SourcetrailDotnetIndexer is a command-line tool that takes a .NET assembly as input and generates a database that can be loaded with Sourcetrail.
It uses reflection to collect all types from the assembly and also parses the IL-Code of methods.

It uses SourcetrailDB for writing the database.
For convenience, the native DLL for SourcetrailDB is already included, so you don't have to build it yourself.
Note, the native DLL is a x64 DLL so in your project settings, you have to specify x64 as the target platform as well.

There are actually two variants of the same tool:
SourcetrailDotnetIndexer for the "classic" .NET Framework (2.x to 4.x)
SourcetrailDotnetCoreIndexer for the "new" .net core and .net5+

Why

This project arose from an attempt to visualize the class-relationships for a large legacy .NET Application.
After previous attempts with Graphviz and similar free tools (like Gephi and yEd) failed (albeit powerful in their domain, the results were not what i had in mind), i found Sourcetrail and it was exactly what i needed.

Disclaimer

This tool does not parse source-code, it just takes a compiled assembly.
This means, there will be no source-code integration available in Sourcetrail.
On the other hand, this means it should work with all kinds of .NET assemblies, regardless of the language they are created from (e.g. C#, VB.NET, ...) but i tested in only with a handful of assemblies generated from C#.
Feel free to open a pull-request if you encounter any flaws.

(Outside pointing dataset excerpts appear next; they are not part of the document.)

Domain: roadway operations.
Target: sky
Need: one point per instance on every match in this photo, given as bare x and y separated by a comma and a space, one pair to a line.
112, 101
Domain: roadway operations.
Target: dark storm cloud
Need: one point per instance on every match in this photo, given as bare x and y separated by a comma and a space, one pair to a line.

In version 0.2.0, support for reading some source-code information has been added.
SourcetrailDotnetIndexer attempts to read information from PDB-files if they were found next to the assembly. (e.g. if the path to your assembly is c:\temp\myApp.exe SourcetrailDotnetIndexer attempts to load the PDB c:\temp\myApp.pdb)
This enables the tool to read the source-formation about where a type or a method is referenced in a method.
(See the second screenshot below)
If you need more control over where to locate the PDB-files, please open an issue (or better yet: open a pull-request ! :) and describe your scenario.

Building

Open the .sln in VisualStudio and build.
Make sure, you set the target-platform to x64 ! (because of the native SourcetrailDB.dll)

Usage

The following command-line arguments are supported:

  • -i assembly-path
    specifies the path to the input-assembly, from which the sourcetrail-database is generated.
    can be specified multiple times to generate a multi-assembly-database (the -of switch is mandatatory in this case)
  • -if file-path
    specifies the path to a text-file that contains the paths of the assemblies to index.
    NOTE: when using this option, the -of switch is mandatory
    See the paragraph Building a multi-assembly database below for details.
  • -s search-path
    path to load referenced assemblies from
    this option may be specified multiple times.
    e.g -s C:\Windows\Microsoft.NET\Framework64\v4.0.30319
  • -f name-filter
    a string (in regex-format) to specify namespaces, that should be ignored when generating the database.
    this option may be specified multiple times.
    e.g. -f ^System -f ^Microsoft
  • -ami (short for All-Method-Invocations)
    If specified, collects all methods which are invoked from already collected methods, even if they would normally be ignored, because they reside in a foreign assembly.
    This is useful when you don't want to include the System namespace, but still want to see invocations of e.g. Console.WriteLine from your code.
  • -fn name-filter
    See the paragraph Building a multi-assembly database below for details.
  • -ff file-name
    See the paragraph Building a multi-assembly database below for details.
  • -o output-path
    specifies the path, where the database is written to.
    the output filename is always the name of the assembly with the extension .srctrldb.
    note that SourcetrailDB automatically creates a file with the .srctrlprj extension in the same folder, this is the file you load in Sourcetrail.
  • -of output-filename
    full path and filename of the generated database
    If both -o and -of are specified, -of takes precedence.
  • -ag
    Allows indexing types from the global namespace (types which have no namespace) which are skipped by default
    In Sourcetrail, these types will be listed under the __Global__ namespace
  • -w
    if specified, waits for the user to press enter before exiting.
    intended when running from inside VS to keep the console-window open.

Note
If you encounter exceptions when running the tool stating Unable to load DLL 'SourcetrailDB', your system may be missing the Visual C++ Runtime required by the native SourcetrailDB dll.
In that case, install the runtime for Visual Studio 2019 from this link.
(make sure to install the x64 version)


Building a multi-assembly database

Note: If you don't need the fine-grained control described here, you may want to skip to the easy way.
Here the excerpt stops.